Человек, не удивившись и опять же не убавив звука, кивнул и показал рукой на единственный в доме табурет. Стало понятно: он развлекался и это развлечение никак не хотел прекращать из-за незваного гостя. Пришел — так сиди и слушай. Потом будем говорить. Но Шохов еще и так понял хозяина: если пришел, значит, я тебе нужен, а раз нужен, можешь подождать. И вот что странно: все что угодно мог предполагать Шохов, входя в этот дом,— мы теперь понимаем, что Шохов как бы интуитивно искал его, зная от миленькой секретарши, что дом где-то в предместье города, а увидя огонь, сразу понял его источник,— но вот что было неожиданностью тут, в одиноком и как бы забытом месте,— ему не обрадовались, так же, как и не испугались. Здесь жили сами по себе, а он со своим визитом не воспринимался никак.
А как тятька драться стал, замахнулся скалкою,
А потом не помню кто — мне заехал палкою,
Тут все закружилося, тут все завертелося,
А потом не помню я, что со мной случилося...
Улица, улица, улица широкая,
До чего ты, улица, стала кривобо-ка-я!
Шохов со своего места, от печки, осмотрел небогатое жилище: изба была старая, видно купленная на вывоз. Бревна были плохо ошкурены и почернели от времени. Вместо пакли в стене торчал мох. Кровать была железная, общежитейская, под койкой чемодан. На окошках красные ситцевые занавески на капроновом шнуре. Вдоль стены лавка, тоже, видать, старая, широкая и удобная, с брошенным на нее овчинным полушубком. На полу, там и сям, какие-то детали, коробки, инструменты в виде плоскогубцев и массы отверток. То же и на столе. По правую руку от хозяина лежал паяльник, еще не остывший, от него тянулся к потолку синий завиток дыма.
В красному углу, там, где вешалась прежде икона (от нее еще осталась полочка), была приколота картинка с двумя пестрыми клоунами.
Магнитофон продолжал играть, а песне, какой-то шальной и широкой, но в чем-то уже и приятной, особенно в своем припеве про улицу, казалось, не будет конца.
Утром встал я раньше всех, морда вся помятая,
Фонари под глазьями, рыло стало страшное,
Весь пиджак изорватый, на нем жир от курицы,
Один сапог на столе, а другой на у-у-лице!
Хозяин хихикнул над заключительным куплетом и щелкнул переключателем.

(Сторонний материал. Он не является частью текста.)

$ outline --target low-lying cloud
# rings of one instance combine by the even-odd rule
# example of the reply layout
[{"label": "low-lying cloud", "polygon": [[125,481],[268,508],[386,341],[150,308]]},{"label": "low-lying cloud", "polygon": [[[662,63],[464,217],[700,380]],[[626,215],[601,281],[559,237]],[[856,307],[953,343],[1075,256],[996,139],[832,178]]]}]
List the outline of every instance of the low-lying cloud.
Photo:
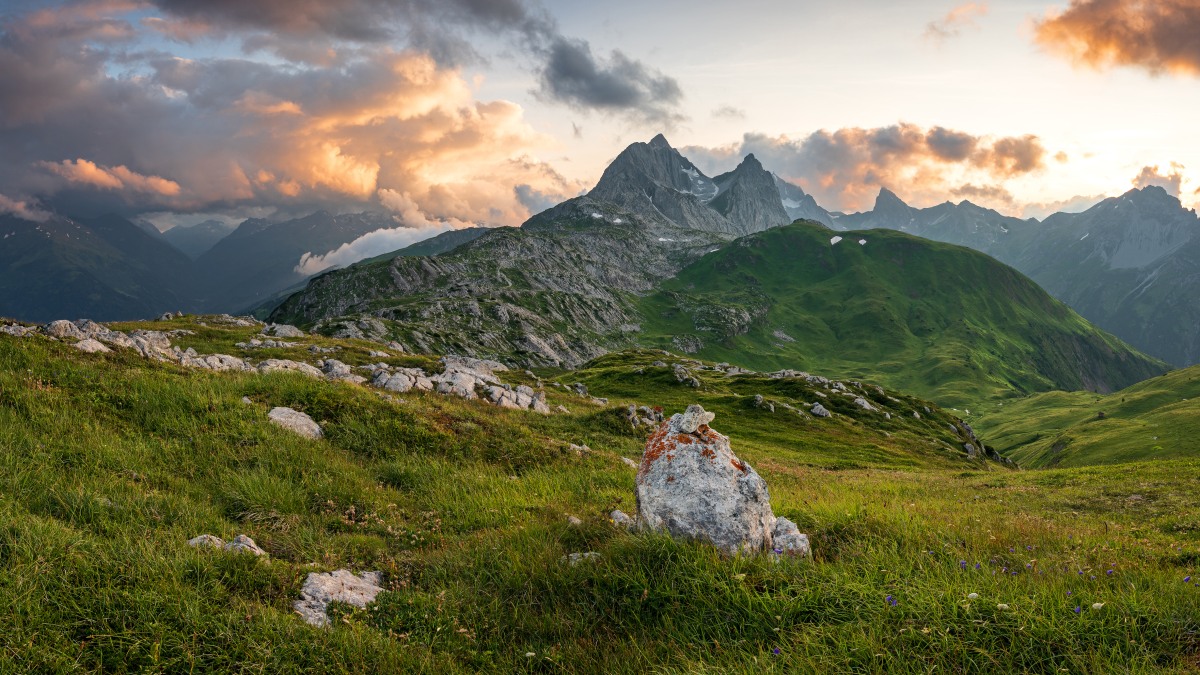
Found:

Прокрутил кассету в ту и другую сторону, внимательно следя за ней, ткнул отверткой, снова прокрутил и теперь повернулся к Шохову, поразив его сразу огромными серыми глазищами с таким детским незащищенным выражением, что стало понятно: он и песню слушал по-детски и не мог потому ее и прервать, что был увлечен.
— Зашел посмотреть,— сказал Шохов, теряясь под этим взглядом и не зная уже, как объяснить свой вечерний визит сюда, в избушку.
— Чего смотреть-то? — спросил хозяин неожиданно низким голосом, и Шохов сообразил теперь, что и голос на магнитофоне был его собственный, значит, он и развлекался тем, что записывал себя, а потом слушал. Занятно!
— Как живете? — спросил Шохов.— Как устроились и... вообще.
— Вы что, из жэка, что ли? — с любопытством, но вовсе без какого-либо заискивания произнес хозяин.
— Нет, нет! Я сам по себе, вчера прибыл.
— Откуда?
— Отовсюду. Надо тормознуться, то есть, говоря флотским языком, закинуть якоря до пенсии. Хочу свои двести получать. А когда ездишь, все теряешь.